The paper was a collaborative effort by 20 researchers from academic institutions across the United States, including nine from the UW. The goal was to determine the biological process by which long-term exposure to air pollution can be linked to the progression of atherosclerosis, the underlying process in the arteries that leads to heart attacks and stroke.
“It is a great honor to see our work recognized in this way,” said Kaufman, a professor of environmental and occupational health sciences, epidemiology and medicine at the UW. “It is not only recognition of the quality and magnitude of the work, and the scientific impact, but also the major collaborative ‘team science’ nature of the project.”
Published in The Lancet last August, the paper shared significant findings from the Multi-Ethnic Study of Atherosclerosis and Air Pollution, also known as MESA Air. The decade-long study of thousands of Americans found that people living in areas with more outdoor pollution accumulate deposits in the arteries that supply the heart faster than do people living in less polluted areas.
“This project not only merged state-of-the-art cardiovascular epidemiology with state-of-the-art environmental exposure assessment, but developed new statistical approaches and innovative ways of thinking about exposure sciences, and applied very strong epidemiological approaches to a difficult and important scientific question,” said Kaufman, who directs the MESA Air study at the UW School of Public Health, but many other institutions are involved.
After a rigorous review of about 40 shortlisted papers nominated by ISEE members and journal editors, the ISEE’s best environmental epidemiology paper committee unanimously selected Dr. Kaufman’s paper for the award.

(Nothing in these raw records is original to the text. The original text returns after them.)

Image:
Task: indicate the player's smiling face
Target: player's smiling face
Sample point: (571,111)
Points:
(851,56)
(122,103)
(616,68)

“This paper documented a landmark study that was a huge endeavor from the perspective of exposure assessment and the detailed outcome measurements,” said Michael Brauer, chair of the ISEE committee and professor at the University of British Columbia’s School of Population and Public Health. “This work represented a major strengthening of the biological plausibility regarding the role of air pollution in the progression of atherosclerosis.”

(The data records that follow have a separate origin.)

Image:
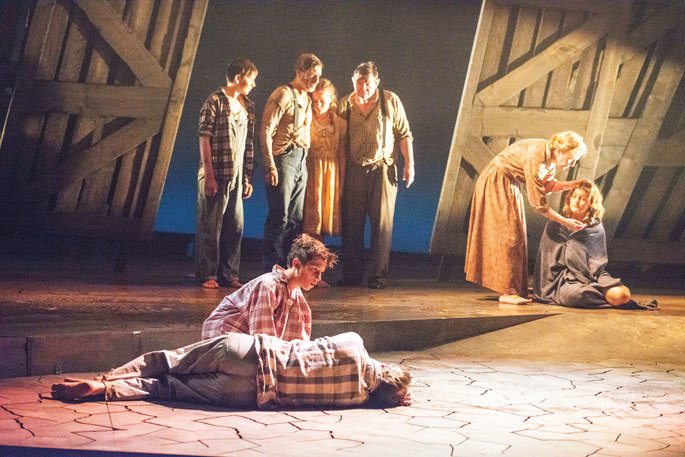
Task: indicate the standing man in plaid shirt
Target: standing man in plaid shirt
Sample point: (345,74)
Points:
(226,131)
(254,370)
(273,303)
(284,135)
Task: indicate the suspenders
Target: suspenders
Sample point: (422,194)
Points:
(296,109)
(384,117)
(296,113)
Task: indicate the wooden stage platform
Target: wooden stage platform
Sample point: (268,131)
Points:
(64,309)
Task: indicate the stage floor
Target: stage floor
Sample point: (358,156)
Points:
(541,380)
(63,293)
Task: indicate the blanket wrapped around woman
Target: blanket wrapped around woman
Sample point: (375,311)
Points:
(571,268)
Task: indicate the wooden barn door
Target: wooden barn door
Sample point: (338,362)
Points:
(93,114)
(611,71)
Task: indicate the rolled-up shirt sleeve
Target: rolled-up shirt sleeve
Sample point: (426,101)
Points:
(400,122)
(275,106)
(207,118)
(539,178)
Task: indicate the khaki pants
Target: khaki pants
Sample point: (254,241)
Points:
(370,190)
(219,371)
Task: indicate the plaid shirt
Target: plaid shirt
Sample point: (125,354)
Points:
(263,305)
(214,117)
(333,371)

ISEE will present the best paper award during the 2017 Annual Conference in Sydney in September. Kaufman shares this honor with collaborators from the University of Washington; University of Michigan, Ann Arbor; Columbia University; UCLA Medical Center; Wake Forest University; Boise State University; Northwestern University; Johns Hopkins University; University of Wisconsin School of Medicine and Public Health; and the University of California Los Angeles.

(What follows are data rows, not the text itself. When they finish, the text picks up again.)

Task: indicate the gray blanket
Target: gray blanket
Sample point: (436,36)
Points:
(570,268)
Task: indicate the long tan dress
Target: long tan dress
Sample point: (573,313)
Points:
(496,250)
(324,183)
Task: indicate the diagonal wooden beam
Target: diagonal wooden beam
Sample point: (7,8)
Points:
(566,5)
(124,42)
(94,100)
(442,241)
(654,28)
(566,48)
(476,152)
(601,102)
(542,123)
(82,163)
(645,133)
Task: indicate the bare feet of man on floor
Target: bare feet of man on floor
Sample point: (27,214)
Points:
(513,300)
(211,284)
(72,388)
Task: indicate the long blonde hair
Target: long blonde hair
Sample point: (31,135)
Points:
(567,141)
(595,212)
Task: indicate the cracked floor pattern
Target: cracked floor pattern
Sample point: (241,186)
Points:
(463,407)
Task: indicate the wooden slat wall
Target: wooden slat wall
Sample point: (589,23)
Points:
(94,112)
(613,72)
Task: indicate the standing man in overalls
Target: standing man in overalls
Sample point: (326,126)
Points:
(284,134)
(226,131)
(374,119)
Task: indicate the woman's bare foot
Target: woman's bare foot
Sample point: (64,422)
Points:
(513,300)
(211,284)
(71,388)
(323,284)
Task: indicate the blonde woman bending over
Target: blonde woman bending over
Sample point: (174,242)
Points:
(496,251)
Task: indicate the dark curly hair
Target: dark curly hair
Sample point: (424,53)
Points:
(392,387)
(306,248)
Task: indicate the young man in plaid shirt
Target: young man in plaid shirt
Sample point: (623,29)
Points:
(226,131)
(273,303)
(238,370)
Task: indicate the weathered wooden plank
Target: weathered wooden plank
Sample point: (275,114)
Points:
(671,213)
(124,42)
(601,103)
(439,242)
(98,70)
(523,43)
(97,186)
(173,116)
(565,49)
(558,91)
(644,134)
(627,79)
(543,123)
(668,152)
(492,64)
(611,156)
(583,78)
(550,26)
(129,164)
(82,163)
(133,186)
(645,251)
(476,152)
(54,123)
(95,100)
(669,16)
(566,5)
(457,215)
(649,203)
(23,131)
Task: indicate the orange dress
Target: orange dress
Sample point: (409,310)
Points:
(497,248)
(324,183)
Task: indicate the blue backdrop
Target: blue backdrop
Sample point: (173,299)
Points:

From the UW were Richard Kronmal, professor of biostatistics and of statistics; Timothy Larson, professor and interim chair of the Department of Civil and Environmental Engineering; Casey Olives, lead statistician for the MESA Air study; Paul Sampson, research professor of statistics; Lianne Sheppard, professor and assistant chair of the Department of Environmental and Occupational Health Sciences and professor of biostatistics; David Siscovick, professor emeritus of medicine and epidemiology; and Adam Szpiro, associate professor of biostatistics.